# BFL 2011 schedule?



## OFCMAC351 (Oct 15, 2010)

I have checked the BFL/FLW website but have not been able to loacte the 2011 schedule. Does anyone have any special knowledge on this?


----------



## bigbass07 (Oct 15, 2010)

OFCMAC351 said:


> I have checked the BFL/FLW website but have not been able to loacte the 2011 schedule. Does anyone have any special knowledge on this?[/QUO
> they have not put it in stone yet but this is it as of now lanier march 5th, sinclair april 6th, eufaula may 5th, oconee june 11th and west point sept 17th / 18th


----------



## TOPDOGLRP (Oct 16, 2010)

*2011 bfl*

Right now, I have the BFL 2011 scheduled for Little River Park, Lake Sinclair on April 16, 2011.  POC is Anthony at 207-703-2388.


----------



## OFCMAC351 (Oct 17, 2010)

are these the schedules for the BFL Bulldog? Im sorry I didn't clarify that in my question.
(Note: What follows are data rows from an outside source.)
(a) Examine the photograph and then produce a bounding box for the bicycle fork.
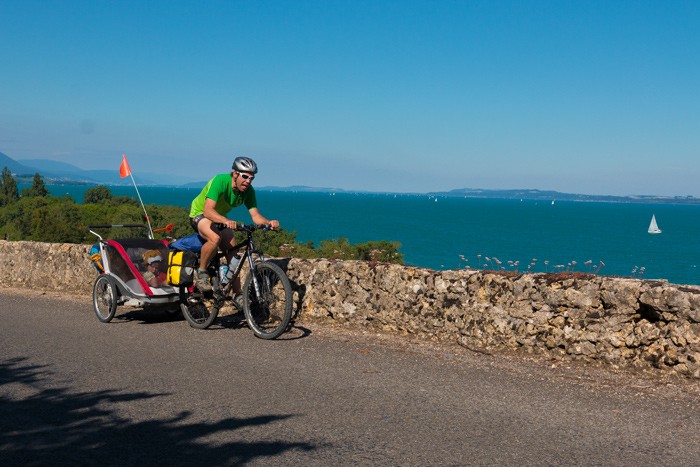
[247,250,266,302]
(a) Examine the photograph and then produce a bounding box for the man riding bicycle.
[189,156,279,292]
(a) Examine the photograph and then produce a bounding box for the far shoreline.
[27,181,700,207]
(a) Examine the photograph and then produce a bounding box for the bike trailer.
[99,238,179,301]
[88,224,181,323]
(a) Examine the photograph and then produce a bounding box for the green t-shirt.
[189,174,257,218]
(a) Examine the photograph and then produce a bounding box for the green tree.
[30,198,84,243]
[1,196,51,240]
[22,173,50,198]
[83,185,112,204]
[250,227,311,257]
[355,240,403,263]
[0,199,23,239]
[1,166,19,206]
[317,237,356,260]
[108,196,139,207]
[278,239,317,259]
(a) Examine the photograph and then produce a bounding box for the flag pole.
[120,154,154,239]
[129,172,154,239]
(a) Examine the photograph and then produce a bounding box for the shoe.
[232,293,243,311]
[194,270,213,292]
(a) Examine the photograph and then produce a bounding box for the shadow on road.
[110,307,313,341]
[109,306,184,325]
[0,357,316,464]
[216,313,312,340]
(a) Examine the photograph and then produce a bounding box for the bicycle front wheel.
[242,261,293,339]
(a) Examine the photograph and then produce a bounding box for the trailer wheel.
[93,275,118,323]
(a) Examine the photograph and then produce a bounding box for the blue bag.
[170,234,206,253]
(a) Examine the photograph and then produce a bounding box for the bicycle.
[178,223,293,339]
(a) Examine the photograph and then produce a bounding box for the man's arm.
[203,198,236,229]
[248,207,279,229]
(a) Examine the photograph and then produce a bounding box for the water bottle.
[226,254,240,282]
[219,264,229,284]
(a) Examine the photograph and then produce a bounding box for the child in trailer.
[142,249,167,287]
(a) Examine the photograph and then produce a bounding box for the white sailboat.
[648,214,662,234]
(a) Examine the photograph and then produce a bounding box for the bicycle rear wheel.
[242,261,293,339]
[180,279,220,329]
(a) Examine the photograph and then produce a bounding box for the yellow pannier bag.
[167,250,197,286]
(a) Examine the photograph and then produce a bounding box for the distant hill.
[0,152,38,175]
[18,159,86,176]
[180,181,208,189]
[3,151,700,203]
[262,185,347,193]
[180,182,348,192]
[429,187,700,204]
[0,151,196,186]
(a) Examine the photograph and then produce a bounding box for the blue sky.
[1,0,698,196]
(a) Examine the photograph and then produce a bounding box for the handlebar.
[86,223,148,231]
[87,223,150,241]
[213,222,274,232]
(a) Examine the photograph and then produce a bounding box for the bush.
[22,173,50,198]
[30,198,83,243]
[1,166,19,206]
[83,186,112,204]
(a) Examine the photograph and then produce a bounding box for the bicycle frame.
[214,225,266,300]
[180,223,294,337]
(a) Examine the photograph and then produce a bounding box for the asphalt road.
[2,289,700,466]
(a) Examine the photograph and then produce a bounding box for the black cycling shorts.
[189,214,205,232]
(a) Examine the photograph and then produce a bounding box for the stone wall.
[2,240,699,379]
[0,240,94,294]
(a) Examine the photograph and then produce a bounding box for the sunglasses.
[239,173,255,181]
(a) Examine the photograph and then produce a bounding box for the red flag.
[119,154,131,178]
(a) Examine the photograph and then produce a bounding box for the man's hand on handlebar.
[214,220,279,231]
[222,219,237,230]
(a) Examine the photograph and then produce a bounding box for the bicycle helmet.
[232,156,258,174]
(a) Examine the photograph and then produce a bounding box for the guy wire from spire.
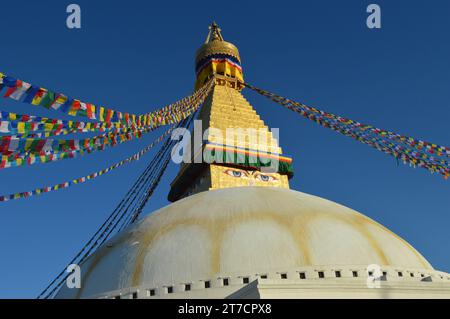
[36,127,172,299]
[37,110,199,299]
[37,79,213,299]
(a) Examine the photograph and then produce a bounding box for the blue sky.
[0,0,449,298]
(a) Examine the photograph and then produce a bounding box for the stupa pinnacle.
[194,22,243,90]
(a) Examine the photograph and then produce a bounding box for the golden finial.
[205,21,224,43]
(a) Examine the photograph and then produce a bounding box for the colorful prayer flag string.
[0,125,175,202]
[0,79,214,168]
[0,72,213,128]
[0,78,213,164]
[243,82,449,179]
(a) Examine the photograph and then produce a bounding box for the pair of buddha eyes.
[224,169,278,182]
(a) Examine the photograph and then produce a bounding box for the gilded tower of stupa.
[168,22,293,201]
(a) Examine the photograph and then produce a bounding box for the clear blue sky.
[0,0,449,298]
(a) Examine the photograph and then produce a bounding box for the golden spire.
[168,25,293,202]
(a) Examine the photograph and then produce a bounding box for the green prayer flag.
[39,91,56,109]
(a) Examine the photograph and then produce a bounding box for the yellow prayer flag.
[31,89,47,105]
[17,122,26,134]
[99,107,105,122]
[44,123,53,131]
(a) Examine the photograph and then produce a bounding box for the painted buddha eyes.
[224,169,278,182]
[257,174,275,182]
[225,169,243,178]
[230,170,242,177]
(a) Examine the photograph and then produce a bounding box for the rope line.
[37,111,199,299]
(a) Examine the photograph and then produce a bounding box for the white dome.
[56,187,433,298]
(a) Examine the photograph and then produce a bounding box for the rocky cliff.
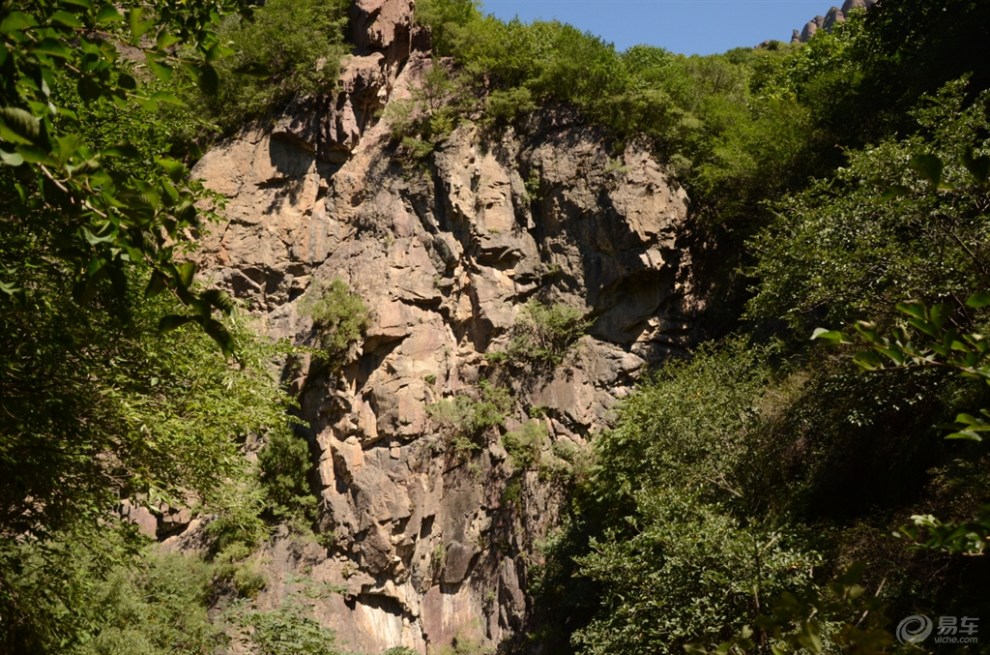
[187,0,696,651]
[791,0,876,43]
Im trying to plan out my next year. thanks. by the way how did u do today bigbass07?


----------



## bigbass07 (Oct 18, 2010)

yea they are for bulldog. if you need a boater to sign with let me know we got one. also got room to crash if you need.


----------



## bigbass07 (Oct 18, 2010)

finished 9th with 11.28 great gain on the points race in that trail all way from 16th to 4th less than 2# back.


----------



## OFCMAC351 (Oct 18, 2010)

awesome & thanks for the offers, i think Clay is gonna sign with but if he cant i'll let u know. and thanks for the offer to crash.


----------